Invoke the rag chain to answer a health -related consultation
response = rag_chain.invoke("Why should I care about my heart health?")
to_markdown(response)
Now, we call the rag chain previously built with a user's consultation. The consultation to the retriever passes, recovers the relevant context of the collection of documents and feeds that context in the LLM to generate a concise and precise response.
In conclusion, by integrating biomistral through flamecpp and taking advantage of Langchain's flexibility, we can build a medical RAG chatbot with context awareness. From the fragment -based indexation to RAG without seams, it speeds the process of extracting large volumes of PDF data for relevant ideas. Users receive clear and easily legible answers by formating final answers in Markdown. This design can be extended or adapted for several domains, ensuring scalability and precision in the recovery of knowledge in various documents.
Use the Colab notebook here. Besides, don't forget to follow us <a target="_blank" href="https://x.com/intent/follow?screen_name=marktechpost” target=”_blank” rel=”noreferrer noopener”>twitter and join our Telegram channel and LINKEDIN GRsplash. Do not forget to join our 75K+ ml of submen.

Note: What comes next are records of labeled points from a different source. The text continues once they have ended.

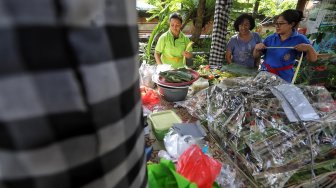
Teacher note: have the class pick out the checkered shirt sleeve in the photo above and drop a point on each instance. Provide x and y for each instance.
(70, 110)
(217, 51)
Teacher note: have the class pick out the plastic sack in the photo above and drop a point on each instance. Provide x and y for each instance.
(200, 84)
(149, 96)
(164, 175)
(146, 72)
(176, 144)
(198, 167)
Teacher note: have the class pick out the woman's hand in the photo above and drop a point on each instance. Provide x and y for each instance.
(186, 54)
(260, 46)
(303, 47)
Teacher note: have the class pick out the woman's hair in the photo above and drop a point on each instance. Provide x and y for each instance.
(240, 20)
(175, 15)
(292, 16)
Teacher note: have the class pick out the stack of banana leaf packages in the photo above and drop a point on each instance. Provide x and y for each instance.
(279, 134)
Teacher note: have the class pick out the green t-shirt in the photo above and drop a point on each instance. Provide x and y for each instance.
(171, 49)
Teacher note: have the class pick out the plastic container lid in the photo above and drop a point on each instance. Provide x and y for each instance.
(164, 120)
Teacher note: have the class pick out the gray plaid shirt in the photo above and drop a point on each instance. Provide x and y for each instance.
(70, 112)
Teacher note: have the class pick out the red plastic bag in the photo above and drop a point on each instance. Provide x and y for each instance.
(197, 167)
(149, 96)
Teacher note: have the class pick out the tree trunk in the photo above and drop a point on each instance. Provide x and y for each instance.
(199, 21)
(255, 8)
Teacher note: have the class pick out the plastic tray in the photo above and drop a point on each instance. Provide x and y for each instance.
(162, 121)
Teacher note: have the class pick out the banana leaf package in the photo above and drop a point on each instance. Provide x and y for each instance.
(250, 124)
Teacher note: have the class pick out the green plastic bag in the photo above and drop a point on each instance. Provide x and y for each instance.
(164, 175)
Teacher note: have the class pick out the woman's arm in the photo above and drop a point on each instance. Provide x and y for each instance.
(157, 56)
(311, 53)
(228, 57)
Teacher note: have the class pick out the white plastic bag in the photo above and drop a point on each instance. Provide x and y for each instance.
(146, 71)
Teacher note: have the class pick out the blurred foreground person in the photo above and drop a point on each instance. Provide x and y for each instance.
(70, 112)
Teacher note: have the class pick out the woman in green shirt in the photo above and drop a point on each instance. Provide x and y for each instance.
(172, 45)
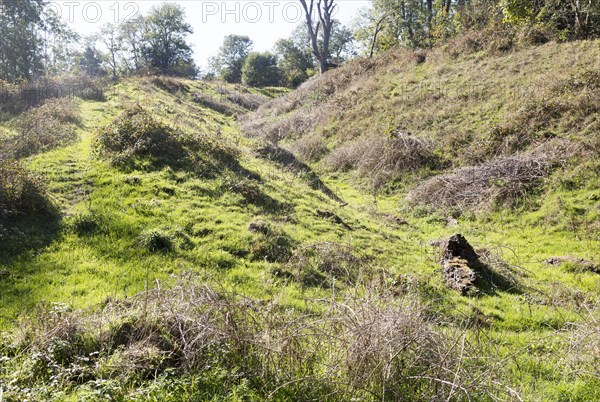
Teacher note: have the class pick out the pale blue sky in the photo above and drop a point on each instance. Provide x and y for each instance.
(263, 21)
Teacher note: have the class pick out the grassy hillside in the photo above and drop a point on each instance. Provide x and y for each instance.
(173, 257)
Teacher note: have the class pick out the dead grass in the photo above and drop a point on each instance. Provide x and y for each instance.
(383, 159)
(367, 348)
(503, 181)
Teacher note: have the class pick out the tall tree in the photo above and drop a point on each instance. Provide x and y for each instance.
(295, 61)
(164, 43)
(91, 61)
(319, 21)
(260, 69)
(131, 33)
(21, 45)
(230, 60)
(109, 36)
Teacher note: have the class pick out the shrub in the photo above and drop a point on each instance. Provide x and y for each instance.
(500, 181)
(44, 128)
(260, 69)
(21, 193)
(156, 241)
(310, 148)
(376, 348)
(271, 246)
(135, 135)
(136, 139)
(383, 159)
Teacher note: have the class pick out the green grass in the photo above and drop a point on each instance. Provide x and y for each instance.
(102, 250)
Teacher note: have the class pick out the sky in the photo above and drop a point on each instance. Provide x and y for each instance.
(264, 21)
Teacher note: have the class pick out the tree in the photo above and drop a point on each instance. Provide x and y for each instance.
(295, 61)
(111, 40)
(230, 60)
(260, 69)
(59, 54)
(91, 62)
(21, 46)
(164, 41)
(322, 26)
(131, 34)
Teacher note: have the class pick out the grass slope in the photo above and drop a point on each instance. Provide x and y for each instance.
(127, 230)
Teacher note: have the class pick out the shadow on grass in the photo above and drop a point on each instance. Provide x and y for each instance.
(20, 235)
(288, 160)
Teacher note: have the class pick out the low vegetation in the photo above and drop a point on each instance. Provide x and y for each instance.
(161, 255)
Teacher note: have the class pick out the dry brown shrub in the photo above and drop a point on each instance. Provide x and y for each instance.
(309, 148)
(368, 347)
(40, 129)
(382, 159)
(500, 181)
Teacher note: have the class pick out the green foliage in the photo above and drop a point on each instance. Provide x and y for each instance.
(136, 139)
(34, 40)
(260, 70)
(294, 60)
(44, 128)
(164, 45)
(21, 193)
(229, 62)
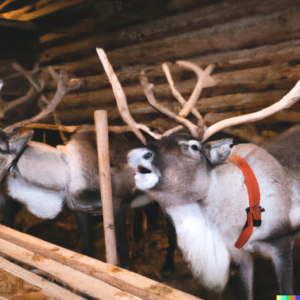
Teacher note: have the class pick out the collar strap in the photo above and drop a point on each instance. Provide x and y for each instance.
(254, 210)
(13, 165)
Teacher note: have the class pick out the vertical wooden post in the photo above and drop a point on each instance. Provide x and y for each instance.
(105, 186)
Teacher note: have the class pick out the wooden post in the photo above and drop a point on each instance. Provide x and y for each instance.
(105, 186)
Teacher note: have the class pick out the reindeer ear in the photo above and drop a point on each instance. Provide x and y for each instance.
(218, 151)
(19, 139)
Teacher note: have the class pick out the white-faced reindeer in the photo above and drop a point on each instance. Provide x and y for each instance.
(206, 192)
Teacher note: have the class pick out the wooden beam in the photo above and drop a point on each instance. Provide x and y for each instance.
(105, 186)
(104, 272)
(49, 288)
(22, 14)
(198, 19)
(248, 32)
(77, 280)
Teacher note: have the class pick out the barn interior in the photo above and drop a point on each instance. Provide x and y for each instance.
(254, 48)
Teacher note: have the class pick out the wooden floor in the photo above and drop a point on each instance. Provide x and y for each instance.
(147, 257)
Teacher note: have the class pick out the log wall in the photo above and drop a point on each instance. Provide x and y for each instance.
(254, 46)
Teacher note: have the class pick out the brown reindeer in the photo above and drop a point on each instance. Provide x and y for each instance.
(205, 191)
(45, 178)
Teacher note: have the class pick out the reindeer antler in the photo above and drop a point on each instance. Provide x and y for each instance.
(204, 79)
(63, 86)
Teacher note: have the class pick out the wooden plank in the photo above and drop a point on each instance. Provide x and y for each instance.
(75, 279)
(23, 15)
(249, 32)
(279, 76)
(199, 18)
(49, 288)
(105, 186)
(110, 274)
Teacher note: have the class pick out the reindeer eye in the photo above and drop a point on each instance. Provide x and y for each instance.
(147, 155)
(194, 147)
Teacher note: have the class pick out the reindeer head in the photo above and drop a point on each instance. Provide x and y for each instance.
(172, 168)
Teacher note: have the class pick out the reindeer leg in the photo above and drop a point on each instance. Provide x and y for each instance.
(245, 277)
(85, 233)
(282, 258)
(168, 266)
(10, 208)
(121, 234)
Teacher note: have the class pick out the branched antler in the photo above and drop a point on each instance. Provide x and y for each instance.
(63, 87)
(204, 79)
(6, 106)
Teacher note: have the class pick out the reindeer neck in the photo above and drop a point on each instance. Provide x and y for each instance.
(201, 244)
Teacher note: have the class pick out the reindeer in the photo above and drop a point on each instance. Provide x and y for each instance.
(45, 178)
(205, 191)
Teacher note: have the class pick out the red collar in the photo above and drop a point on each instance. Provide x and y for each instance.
(254, 210)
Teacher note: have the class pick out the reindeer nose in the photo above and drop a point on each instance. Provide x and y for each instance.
(147, 155)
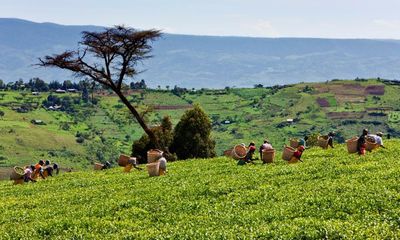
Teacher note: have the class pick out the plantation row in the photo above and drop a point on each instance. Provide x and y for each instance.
(331, 195)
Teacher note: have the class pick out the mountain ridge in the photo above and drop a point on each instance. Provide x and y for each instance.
(208, 61)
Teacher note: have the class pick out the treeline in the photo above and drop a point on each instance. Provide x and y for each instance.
(39, 85)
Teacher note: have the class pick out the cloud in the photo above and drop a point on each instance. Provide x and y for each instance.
(392, 24)
(261, 28)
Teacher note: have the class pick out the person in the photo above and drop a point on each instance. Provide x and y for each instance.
(303, 141)
(361, 146)
(330, 138)
(265, 146)
(106, 165)
(28, 173)
(132, 162)
(56, 168)
(297, 154)
(47, 169)
(162, 165)
(378, 138)
(250, 153)
(39, 169)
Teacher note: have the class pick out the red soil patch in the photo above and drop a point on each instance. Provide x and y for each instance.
(345, 115)
(323, 102)
(375, 90)
(171, 107)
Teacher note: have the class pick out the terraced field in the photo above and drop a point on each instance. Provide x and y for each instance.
(331, 195)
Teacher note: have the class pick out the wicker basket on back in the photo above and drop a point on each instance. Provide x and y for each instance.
(239, 152)
(323, 141)
(370, 144)
(98, 166)
(268, 155)
(17, 173)
(153, 169)
(153, 155)
(294, 142)
(228, 153)
(123, 160)
(288, 152)
(352, 145)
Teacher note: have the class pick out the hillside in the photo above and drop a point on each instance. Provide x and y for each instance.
(237, 115)
(331, 195)
(206, 61)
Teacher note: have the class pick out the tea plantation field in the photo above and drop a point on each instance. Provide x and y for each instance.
(331, 195)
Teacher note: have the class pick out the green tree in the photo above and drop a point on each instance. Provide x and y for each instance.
(109, 57)
(192, 135)
(164, 136)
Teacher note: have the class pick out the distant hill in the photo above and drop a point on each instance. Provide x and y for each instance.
(205, 61)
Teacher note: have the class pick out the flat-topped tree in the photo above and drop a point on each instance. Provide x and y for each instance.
(109, 58)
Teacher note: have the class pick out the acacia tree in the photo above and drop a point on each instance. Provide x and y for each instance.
(109, 58)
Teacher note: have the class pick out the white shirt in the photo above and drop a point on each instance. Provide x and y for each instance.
(378, 140)
(267, 146)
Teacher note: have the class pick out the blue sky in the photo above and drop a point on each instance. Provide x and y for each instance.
(258, 18)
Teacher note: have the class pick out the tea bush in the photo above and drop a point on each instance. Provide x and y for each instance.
(331, 195)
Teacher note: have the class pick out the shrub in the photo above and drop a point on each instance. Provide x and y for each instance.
(164, 136)
(192, 135)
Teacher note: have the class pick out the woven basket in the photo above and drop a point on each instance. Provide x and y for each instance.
(294, 142)
(153, 169)
(19, 181)
(323, 141)
(153, 155)
(123, 160)
(128, 167)
(17, 173)
(287, 153)
(228, 153)
(370, 144)
(268, 155)
(239, 152)
(352, 145)
(98, 166)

Know Intellagent: A framework of multiple open source agents to evaluate a complex conversational system (Promoted)
Asif Razzaq is the CEO of Marktechpost Media Inc .. as a visionary entrepreneur and engineer, Asif undertakes to take advantage of the potential of artificial intelligence for the social good. Its most recent effort is the launch of an artificial intelligence media platform, Marktechpost, which stands out for its deep coverage of automatic learning and deep learning news that is technically solid and easily understandable by a broad audience. The platform has more than 2 million monthly views, illustrating its popularity among the public.